Rajasimha: This is something the whole industry has been battling and my perspective at Jeeva is that, after listening to various stakeholders on what solutions they have been trying, patient recruitment involves largely 2 major phases. One is identification of potential patients, then screening them to get eligible patients enrolled into the study. So, identification of patients has largely been left to investigator sites, and some of them may be academic medical centers with electronic medical records and databases of patients with a sizeable volume of patients in the database that they could search and do some data mining, AIML, to match patients to specific inclusion exclusion criteria of a given clinical trial. And in some instances, now, there are a growing number of AIML-based platforms where the identification of patients can be more based on real world data, at least the preliminary screening or preliminary identification of patients.
And then this next process of rapidly screening these patients to meet the inclusion exclusion criteria can be quite challenging, because not all data is available in digital format. Especially if you go outside of the United States, the electronic medical records are not either available or not standardized. Even in the US, there is like anywhere from 50 to 200 electronic medical record systems now. And although majority of large hospital systems might be on Epic, and Cerner, and platforms like that, there is a large number of tertiary care centers, which may have different types of electronic medical record systems and so on. So, even beyond medical records, lab reports, insurance claims data, and other prescription drug information and other types of data may all be necessary to accurately match a particular patient to a particular clinical trial. With protocols being increasingly complex, we may need even genetic sequencing data and follicular signatures, additional complex laboratory data to really confirm a patient is actually eligible or not. And so there is a large number of screening failures during this process and that adds to the patient recruitment burden.

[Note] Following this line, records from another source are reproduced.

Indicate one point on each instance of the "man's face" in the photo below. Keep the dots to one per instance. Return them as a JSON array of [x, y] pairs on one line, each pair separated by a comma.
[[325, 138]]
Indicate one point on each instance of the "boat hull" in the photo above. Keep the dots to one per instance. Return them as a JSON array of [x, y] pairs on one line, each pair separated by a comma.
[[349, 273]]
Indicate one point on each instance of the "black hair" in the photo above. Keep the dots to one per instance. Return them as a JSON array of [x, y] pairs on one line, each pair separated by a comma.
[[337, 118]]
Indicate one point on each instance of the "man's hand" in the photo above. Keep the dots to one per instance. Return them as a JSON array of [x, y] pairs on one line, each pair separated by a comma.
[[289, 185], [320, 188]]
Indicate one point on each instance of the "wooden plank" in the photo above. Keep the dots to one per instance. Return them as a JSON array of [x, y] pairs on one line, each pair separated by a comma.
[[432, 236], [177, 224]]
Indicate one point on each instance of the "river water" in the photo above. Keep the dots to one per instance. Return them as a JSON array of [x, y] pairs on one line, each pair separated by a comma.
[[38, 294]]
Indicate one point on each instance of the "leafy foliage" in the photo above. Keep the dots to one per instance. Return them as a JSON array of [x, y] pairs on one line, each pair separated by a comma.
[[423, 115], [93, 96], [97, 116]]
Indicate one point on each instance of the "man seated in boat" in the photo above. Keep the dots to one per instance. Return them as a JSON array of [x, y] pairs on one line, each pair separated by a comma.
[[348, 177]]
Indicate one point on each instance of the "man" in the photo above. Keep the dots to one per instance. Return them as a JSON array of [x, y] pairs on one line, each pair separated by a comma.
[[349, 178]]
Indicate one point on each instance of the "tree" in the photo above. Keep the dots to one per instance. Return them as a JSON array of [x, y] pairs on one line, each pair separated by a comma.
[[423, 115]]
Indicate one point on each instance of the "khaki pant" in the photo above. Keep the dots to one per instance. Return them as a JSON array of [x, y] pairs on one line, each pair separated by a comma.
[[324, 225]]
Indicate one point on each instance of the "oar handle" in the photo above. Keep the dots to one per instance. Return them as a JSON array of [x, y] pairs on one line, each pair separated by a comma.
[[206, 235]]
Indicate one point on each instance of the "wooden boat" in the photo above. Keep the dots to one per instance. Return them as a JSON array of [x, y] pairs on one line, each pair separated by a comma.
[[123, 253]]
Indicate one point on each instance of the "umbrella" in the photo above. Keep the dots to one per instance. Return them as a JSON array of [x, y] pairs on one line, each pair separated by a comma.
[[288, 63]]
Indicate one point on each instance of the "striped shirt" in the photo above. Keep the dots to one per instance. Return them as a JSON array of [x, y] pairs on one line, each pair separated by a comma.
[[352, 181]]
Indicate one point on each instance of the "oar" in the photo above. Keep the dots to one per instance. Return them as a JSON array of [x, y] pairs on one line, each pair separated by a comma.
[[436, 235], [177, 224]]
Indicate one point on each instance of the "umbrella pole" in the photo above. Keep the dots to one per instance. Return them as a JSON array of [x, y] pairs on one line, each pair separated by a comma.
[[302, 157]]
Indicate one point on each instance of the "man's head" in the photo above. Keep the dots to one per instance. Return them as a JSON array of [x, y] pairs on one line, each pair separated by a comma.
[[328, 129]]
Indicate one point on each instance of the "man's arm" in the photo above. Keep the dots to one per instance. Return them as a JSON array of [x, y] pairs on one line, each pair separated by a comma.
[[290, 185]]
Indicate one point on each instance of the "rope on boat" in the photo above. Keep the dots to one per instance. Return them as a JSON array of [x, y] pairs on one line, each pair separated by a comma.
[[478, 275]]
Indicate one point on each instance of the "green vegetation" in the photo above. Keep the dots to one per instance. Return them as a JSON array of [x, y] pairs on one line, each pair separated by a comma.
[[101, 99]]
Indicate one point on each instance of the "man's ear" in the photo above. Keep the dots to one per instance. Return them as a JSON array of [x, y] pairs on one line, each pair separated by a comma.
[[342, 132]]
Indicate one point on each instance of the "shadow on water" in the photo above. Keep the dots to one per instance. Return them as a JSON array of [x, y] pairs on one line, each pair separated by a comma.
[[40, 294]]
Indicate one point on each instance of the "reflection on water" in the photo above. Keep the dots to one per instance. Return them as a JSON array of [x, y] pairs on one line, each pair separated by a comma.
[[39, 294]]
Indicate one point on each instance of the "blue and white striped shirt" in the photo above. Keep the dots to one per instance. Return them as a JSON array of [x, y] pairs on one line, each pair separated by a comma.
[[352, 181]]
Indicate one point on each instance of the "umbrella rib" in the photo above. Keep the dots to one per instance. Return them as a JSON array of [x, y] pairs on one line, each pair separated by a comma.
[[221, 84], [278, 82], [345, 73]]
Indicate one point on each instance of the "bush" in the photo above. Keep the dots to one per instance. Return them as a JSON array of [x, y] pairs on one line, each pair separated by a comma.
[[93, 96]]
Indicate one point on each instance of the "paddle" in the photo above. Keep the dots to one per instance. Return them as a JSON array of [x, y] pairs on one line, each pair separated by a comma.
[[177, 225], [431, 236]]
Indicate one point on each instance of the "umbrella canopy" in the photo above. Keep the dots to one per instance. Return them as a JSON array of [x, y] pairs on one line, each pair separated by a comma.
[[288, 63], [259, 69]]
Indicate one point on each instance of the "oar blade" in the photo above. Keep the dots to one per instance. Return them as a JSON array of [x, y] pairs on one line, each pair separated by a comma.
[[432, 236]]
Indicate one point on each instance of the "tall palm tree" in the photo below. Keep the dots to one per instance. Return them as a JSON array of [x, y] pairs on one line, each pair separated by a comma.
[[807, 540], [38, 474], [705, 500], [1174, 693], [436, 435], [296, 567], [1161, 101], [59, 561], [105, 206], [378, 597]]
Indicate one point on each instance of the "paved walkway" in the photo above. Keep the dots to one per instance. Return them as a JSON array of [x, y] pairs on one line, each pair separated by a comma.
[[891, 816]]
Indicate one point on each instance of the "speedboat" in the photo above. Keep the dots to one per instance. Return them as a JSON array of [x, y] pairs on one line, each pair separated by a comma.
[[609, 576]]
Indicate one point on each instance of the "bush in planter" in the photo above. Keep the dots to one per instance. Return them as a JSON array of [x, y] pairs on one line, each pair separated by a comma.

And so, what we have seen work is a platform approach, which can connect the dots and which can streamline and even automate a lot of the manual processes. And ultimately, when a patient has to choose whether to enroll or not in a clinical trial, they also consider the burden of the protocol throughout the clinical trial process, not just before enrollment and screening, but also post-enrollment. How many times do I have to visit a site? Is it close to where I live? Or do I have to travel to another out of state, on a plane? How frequently? And is travel reimbursed or not? And parking, availability and so on and so forth. So, depending on how painful the patient already is with the existing medical conditions, the additional burden of this travel and logistics can be significant. And on top of that, if they need to bring a family member along with them because they need their assistance as a caregiver, that bit makes it even more harder to make sure the caregiver is willing to take time off from their work and travel with the patient to the site.
So, that's why patient recruitment remains a huge and the biggest barrier and problem in clinical trials, operation wise and logistics wise. And not just recruitment, but also retention, which means it takes more than just platform technology, which is human-centric, and which can address all these barriers and bring the logistics of 30 different logins into a single login so both patients, investigator site, sponsor CROs, all stakeholders can collaborate on a single login. That can make a big difference to clinical trial, operations wise, and minimize the burden on all stakeholders involved. But that's not enough, you know. It takes staff training. People, process and technology, right. So, humans and technology, a platform with minimal logins and maximum automation, minimal manual repetitive tasks—all those are critical, but also needs to fit into the workflows of various actors that have to collaborate in a clinical trial.